As the USPS admits, its business model based on volume growth “is broken.”

The Government Accountability Office has added the postal service to its 
list of high-risk government functions needing “transformation."

The GAO
 rightly points out that everything must be rethought: the number of retail outlets (the post office has more than any business in the US), processing facilities with excess capacity, delivery (dropping Saturdays, as proposed 
by the USPS itself, requires Congress’s say-so), and labor costs.

The cost of labor sticks out like an oversized letter. Compensation and 
benefits make up about 80 percent of costs at the largest civilian federal
 agency.

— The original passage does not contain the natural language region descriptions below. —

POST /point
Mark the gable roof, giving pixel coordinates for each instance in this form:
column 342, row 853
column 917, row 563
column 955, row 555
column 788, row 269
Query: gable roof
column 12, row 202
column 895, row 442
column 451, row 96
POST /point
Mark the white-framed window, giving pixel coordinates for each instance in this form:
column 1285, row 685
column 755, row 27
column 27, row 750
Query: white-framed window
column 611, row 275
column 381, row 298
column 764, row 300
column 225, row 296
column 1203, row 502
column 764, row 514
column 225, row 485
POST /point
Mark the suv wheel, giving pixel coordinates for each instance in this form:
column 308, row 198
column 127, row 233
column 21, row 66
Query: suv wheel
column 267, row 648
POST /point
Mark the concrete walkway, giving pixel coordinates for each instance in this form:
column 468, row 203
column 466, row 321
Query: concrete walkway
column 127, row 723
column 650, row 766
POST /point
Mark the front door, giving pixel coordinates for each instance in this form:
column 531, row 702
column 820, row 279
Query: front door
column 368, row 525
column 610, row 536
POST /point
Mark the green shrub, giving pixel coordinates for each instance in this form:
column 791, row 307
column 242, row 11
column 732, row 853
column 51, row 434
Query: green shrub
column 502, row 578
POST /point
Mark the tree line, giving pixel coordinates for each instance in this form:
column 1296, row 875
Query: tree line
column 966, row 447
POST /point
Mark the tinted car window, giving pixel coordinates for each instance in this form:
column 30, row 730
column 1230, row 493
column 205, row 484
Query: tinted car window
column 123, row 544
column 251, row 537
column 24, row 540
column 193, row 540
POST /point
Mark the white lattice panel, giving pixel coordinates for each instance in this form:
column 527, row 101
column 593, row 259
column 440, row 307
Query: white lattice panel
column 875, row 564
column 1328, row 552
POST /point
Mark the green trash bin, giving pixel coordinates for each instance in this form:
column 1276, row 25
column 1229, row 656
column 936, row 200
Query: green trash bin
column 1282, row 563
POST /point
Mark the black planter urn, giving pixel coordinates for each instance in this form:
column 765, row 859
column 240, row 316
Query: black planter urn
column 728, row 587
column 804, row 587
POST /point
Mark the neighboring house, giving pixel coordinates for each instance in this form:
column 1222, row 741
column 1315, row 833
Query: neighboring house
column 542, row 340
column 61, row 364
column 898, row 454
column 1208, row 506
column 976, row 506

Unionized postal workers have sweeter benefits than other federal
 employees and higher wages than workers at private FedEx and UPS.

As a self-supporting government enterprise (the USPS is barred from taking
 tax dollars but has run up a $10 billion tab at the US Treasury), it must find a way to cut costs and restructure without giving up its public service of delivery to every address.

The USPS has cut labor costs through attrition, but unions limit its flexibility. The onus is now on unions in upcoming negotiations. It’s also 
on Congress to consider the USPS request for five-day delivery and to adjust funding 
requirements for USPS retirement health benefits.

Those are difficult adjustments. They’re also ones for the short and medium term. A larger discussion centers on whether the postal service should retain its monopoly over first-class mail. Some experts argue that universal service today consists mostly of getting advertising (such as catalogs and credit-card pitches) to every address – subsidized by first-class mail prices.

They reason that the first-class monopoly should be opened up to competition from the private sector, and that advertisers should pay for the real cost of mailing their material. On the other hand, private businesses would be unlikely to guarantee universal delivery at a profit.

The monopoly debate is taking place mostly among experts. It is one that needs to be extended to the country as a whole. But first, the USPS, unions, and Congress should address shorter-term measures to cut costs and improve revenue.